その名も、「すべての人々が清潔な水と衛生を利用できる世界」を目指すウォータージャパンという団体です。
「これはなんの写真でしょう?」と見せてくれた写真が、なんとアフリカにある学校のトイレでした。下に穴があって数本の木の板で蓋をしただけのものですが、ゴミが周りに散乱し、加えて何者かに荒らされたかと思ってしまうぐらいの乱雑さが目立ちます。
また、水を汲むまでに5kmの道をいかなければならず、大変な重労働なのにその仕事は女性や子どもが担っていることを知り、ジェンダー問題との関連にも気づかされました。
「雨水を溜めて使う国にとって酸性雨はとても迷惑だけど、その雨を汚しているのって、実は私たちなのかも・・・」
「水不足に困っている人が7億人もいるなんて。日本の人口が1億2000万人だと考えると、5〜6倍とこんなにも多いのか・・・」
「いつも汚い水を使っている人たちは、きれいな水をみたことがないのかも」
「でも、井戸をつくったらその地域が変わったように、”魚を与えるんじゃなくて釣り方を教える”のが大事なんだ」
子どもたちが、次第に自分ごととして水問題を考え始めていくのが手に取るようにわかります。
しかし、私たちは直接水を飲んだり使ったりしているだけじゃありません。
食べ物には水分が含まれているし、そもそもその食べ物を育てるためにも水が必要だということ。
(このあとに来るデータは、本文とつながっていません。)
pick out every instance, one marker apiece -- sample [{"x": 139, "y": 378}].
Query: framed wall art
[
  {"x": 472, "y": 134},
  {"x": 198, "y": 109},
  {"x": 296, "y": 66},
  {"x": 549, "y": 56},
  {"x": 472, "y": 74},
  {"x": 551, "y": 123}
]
それは食べ物だけじゃなく、工業にだって同じことが言えるわけです。
つまり、農業も工業もいろんな国からの輸入に頼っている日本にとっては、”モノを通してどこかの国の水を使っている”ことになり、それを「バーチャルウォーター」と呼ぶのだ、ということ。
それを知った一人のキッズが、「洋服もそうじゃない?」と気付いたことで、みんな一斉に洋服のタグを見始めました(笑)
すると、カンボジア製にモロッコ製、ベトナム製、ミャンマー製、インドネシア製などなど、まぁ多彩な国のタグを見つけました。
洋服を着るだけでも、私たちはすでにこの国々の水を使っていることになる。。。意識していてもしていなくても、常に何かしらの形で水を使っているという事実に直面しました。
これから人口がどんどん増えている世界に比例して、人が水を使う量も増えてきます。その結果、浪費や枯渇につながり、戦争にだってつながる。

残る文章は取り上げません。